Archive for the ‘CBC DUMBING-DOWN’ Tag

JOHN CHUCKMAN COMMENT: CBC SPENDS A LARGE SUM ON 75TH ANNIVERSARY PUBLICITY – SUCCEEDING ONLY IN REMINDING US WHAT WE’VE LOST   Leave a comment

JOHN CHUCKMAN

POSTED RESPONSE TO A COLUMN IN TORONTO’S GLOBE AND MAIL

I wouldn’t have minded the expense had there been something genuinely to celebrate.

Instead such occasions only remind one of how far CBC has fallen.

And in doing this, current senior management has made a terrible strategic mistake, having partially or fully alienated its traditional listeners and supporters.

No one can doubt that the dark bulk we call prime minister is going after CBC eventually.

Why would the man who does things like end the Wheat Board without farmers’ approval or destroy the gun registry (against general public support) or end public support of election costs hesitate?

The man has a tyrant’s mindset, and he is quietly dedicated to turning Canada into a pathetic imitation of the United States by virtue of a 39.6% mandate – which is to say, by virtue of no mandate at all, but a purely technical victory in our flawed election system.

CBC’s current senior management has managed to destroy a good deal of what was valued by listeners while not really succeeding in gaining a hoped-for huge new audience.

How else could it be, stuffing dull mediocrities like Jian Ghomeshi, Evan Solomon, or George Stroumboulopoulos down our throats?

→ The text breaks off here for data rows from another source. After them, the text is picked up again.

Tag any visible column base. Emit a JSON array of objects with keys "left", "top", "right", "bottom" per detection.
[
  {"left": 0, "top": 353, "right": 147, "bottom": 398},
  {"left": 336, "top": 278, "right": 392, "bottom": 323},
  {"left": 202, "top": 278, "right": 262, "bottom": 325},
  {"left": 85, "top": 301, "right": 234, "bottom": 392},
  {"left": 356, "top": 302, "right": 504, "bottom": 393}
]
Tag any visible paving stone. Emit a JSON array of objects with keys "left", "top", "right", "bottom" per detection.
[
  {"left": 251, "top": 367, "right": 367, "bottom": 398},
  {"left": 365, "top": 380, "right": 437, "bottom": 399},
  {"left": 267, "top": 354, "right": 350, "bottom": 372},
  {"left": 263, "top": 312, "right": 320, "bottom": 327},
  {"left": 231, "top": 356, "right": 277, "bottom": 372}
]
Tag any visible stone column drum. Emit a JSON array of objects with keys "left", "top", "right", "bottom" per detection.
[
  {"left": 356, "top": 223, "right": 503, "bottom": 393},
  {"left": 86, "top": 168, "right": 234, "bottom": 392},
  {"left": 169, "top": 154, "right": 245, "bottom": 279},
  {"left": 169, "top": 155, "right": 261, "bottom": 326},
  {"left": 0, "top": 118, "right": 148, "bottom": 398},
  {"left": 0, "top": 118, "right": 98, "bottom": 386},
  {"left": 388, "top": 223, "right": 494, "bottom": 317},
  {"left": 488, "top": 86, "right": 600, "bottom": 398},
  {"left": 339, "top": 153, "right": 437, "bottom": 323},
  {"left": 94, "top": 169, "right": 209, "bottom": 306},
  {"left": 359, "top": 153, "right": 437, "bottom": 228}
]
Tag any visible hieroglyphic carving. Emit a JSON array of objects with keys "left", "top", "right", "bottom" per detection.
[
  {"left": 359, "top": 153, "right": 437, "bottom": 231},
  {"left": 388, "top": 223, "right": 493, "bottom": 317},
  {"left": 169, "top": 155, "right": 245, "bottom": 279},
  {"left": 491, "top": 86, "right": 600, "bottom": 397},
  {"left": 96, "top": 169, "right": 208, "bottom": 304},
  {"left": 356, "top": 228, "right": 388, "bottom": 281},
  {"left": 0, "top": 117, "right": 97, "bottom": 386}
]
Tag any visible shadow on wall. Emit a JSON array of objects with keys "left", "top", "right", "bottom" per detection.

Or playing the low end of popular music in a desperate effort to gain young listeners? Or its repeated wading up to its armpits in favoritism and nepotism, while mouthing stuff about prejudice of various kinds? Nepotism is prejudice of the most blatant kind.

CBC has no hope of being a hugely popular network, unless, that is, it just becomes like other networks, in which case, there is no case for keeping it.

It should be a showcase for Canada’s best in ideas, conversation, music, the arts, and comedy, and that necessarily means an appeal that is quite different than all the commercial networks. Not everyone wants to listen to the best, just like not everyone likes the opera or the ballet, but it should be there for anyone who is interested.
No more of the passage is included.